## NumPy Tutorial

NumPy, which stands for **Num**erical **Py**thon, is a fundamental package for scientific computing in Python. It provides a high-performance multidimensional array object and tools for working with these arrays. Whether you are dealing with mathematics, engineering, or data science, NumPy is an essential library.

In this session, we'll explore the basics of NumPy, including array creation, array manipulation, and basic operations. By the end of this lab, you'll have a solid understanding of how to work with NumPy arrays and utilize their power in your Python programming projects.

Our goals are to familiarize you with NumPy's array structure, understand how to perform operations on arrays, and introduce some of the key functionalities that NumPy offers, such as mathematical functions, linear algebra, and random number capabilities.
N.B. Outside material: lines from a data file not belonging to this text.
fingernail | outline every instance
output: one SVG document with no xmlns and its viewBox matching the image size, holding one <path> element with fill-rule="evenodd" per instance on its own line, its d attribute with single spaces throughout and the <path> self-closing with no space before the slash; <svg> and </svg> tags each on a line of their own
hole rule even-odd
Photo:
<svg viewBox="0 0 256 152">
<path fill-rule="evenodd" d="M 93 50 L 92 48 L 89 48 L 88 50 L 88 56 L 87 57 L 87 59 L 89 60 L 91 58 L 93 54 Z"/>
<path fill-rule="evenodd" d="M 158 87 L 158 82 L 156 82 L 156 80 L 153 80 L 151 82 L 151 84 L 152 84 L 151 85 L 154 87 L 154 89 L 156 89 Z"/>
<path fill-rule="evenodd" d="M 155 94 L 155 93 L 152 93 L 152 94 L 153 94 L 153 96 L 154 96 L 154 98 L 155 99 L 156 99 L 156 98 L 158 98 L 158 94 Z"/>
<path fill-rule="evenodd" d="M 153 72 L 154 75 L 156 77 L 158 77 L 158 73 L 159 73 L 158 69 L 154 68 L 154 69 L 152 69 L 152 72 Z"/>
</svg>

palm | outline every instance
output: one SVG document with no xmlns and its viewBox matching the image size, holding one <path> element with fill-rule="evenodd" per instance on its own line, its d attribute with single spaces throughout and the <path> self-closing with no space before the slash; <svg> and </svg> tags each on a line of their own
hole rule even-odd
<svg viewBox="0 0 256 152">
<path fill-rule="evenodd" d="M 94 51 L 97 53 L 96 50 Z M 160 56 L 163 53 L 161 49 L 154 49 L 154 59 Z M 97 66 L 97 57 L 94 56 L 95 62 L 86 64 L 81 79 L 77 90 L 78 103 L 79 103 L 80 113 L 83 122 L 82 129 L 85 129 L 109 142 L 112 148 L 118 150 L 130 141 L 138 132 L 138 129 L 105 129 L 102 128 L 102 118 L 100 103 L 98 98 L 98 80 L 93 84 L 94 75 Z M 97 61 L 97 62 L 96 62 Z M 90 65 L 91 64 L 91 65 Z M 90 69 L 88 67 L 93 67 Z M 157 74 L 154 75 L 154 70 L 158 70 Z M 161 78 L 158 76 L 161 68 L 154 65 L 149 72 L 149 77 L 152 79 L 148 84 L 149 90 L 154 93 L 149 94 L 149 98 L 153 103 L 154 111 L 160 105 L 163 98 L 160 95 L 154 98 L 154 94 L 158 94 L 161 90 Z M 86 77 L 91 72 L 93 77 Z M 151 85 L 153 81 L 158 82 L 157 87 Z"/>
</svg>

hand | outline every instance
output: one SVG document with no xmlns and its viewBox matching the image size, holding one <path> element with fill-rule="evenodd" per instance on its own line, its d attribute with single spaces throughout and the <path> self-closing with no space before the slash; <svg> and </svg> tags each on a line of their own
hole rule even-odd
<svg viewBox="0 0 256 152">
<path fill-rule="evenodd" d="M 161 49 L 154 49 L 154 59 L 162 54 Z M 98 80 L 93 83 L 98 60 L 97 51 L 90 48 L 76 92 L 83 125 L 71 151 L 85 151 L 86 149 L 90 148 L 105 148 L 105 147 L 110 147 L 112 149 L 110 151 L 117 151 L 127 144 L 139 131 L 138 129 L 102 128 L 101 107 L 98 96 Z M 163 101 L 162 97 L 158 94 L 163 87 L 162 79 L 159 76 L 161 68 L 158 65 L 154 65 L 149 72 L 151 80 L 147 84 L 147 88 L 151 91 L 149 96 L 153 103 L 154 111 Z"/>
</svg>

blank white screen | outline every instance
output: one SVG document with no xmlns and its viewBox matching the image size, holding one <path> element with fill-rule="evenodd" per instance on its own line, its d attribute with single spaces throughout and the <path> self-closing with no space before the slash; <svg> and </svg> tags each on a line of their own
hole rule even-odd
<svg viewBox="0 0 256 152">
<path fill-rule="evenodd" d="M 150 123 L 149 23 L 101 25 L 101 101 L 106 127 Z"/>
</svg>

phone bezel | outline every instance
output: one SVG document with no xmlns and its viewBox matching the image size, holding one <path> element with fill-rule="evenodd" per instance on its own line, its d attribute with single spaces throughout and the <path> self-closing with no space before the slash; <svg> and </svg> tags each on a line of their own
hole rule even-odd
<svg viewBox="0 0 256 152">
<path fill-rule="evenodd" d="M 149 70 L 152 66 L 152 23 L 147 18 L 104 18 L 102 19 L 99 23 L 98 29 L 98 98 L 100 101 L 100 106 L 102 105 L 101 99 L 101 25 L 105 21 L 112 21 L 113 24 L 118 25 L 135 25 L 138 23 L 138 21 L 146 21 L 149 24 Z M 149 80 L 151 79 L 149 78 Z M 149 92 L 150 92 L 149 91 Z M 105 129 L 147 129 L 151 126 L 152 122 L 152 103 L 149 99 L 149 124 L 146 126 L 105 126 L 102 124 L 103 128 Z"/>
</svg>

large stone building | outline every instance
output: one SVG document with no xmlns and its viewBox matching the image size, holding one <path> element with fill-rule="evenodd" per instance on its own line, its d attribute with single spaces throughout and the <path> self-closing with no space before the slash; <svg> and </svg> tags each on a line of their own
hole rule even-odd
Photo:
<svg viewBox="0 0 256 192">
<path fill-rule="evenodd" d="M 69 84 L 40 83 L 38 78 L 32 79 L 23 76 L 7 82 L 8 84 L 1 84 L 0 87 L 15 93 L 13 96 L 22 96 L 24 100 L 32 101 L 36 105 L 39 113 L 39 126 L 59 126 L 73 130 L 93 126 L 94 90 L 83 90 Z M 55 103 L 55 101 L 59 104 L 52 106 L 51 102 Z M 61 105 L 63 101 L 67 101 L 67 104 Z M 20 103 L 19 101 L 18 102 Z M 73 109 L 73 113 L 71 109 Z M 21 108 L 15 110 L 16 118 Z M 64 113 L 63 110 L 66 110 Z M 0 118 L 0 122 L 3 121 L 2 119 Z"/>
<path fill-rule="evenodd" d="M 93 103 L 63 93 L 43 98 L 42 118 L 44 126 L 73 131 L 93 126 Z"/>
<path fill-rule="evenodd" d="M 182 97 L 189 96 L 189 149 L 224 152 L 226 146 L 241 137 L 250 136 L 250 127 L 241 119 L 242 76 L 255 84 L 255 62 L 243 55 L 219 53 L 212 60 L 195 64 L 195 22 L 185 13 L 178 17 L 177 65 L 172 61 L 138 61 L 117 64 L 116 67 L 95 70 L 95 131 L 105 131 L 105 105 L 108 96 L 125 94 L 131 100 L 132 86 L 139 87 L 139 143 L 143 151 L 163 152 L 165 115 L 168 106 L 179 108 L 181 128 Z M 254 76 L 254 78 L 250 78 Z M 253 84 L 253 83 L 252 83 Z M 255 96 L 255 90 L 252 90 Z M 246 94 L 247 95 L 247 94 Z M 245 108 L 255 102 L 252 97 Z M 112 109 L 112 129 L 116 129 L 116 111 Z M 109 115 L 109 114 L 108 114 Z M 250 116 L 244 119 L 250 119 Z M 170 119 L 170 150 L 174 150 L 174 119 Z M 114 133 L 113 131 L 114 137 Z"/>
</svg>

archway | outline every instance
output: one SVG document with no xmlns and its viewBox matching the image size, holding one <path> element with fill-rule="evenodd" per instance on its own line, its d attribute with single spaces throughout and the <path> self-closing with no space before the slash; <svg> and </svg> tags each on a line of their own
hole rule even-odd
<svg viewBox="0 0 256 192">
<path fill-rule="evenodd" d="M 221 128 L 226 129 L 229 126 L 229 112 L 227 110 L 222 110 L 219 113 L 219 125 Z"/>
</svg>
Importing the NumPy library, which is conventionally imported as `np` to make the code more readable.

In [None]:
import numpy as np

### Array Creation

Let's first explore basic functionalities of the NumPy library, specifically focusing on array creation, types, shapes, dimensions, and data type conversions.

**Creating Arrays**: We start by creating three different numpy arrays (`array1`, `array2`, `array3`) using `np.array()`. This demonstrates how the structure of the input list affects the dimensionality of the resulting numpy array.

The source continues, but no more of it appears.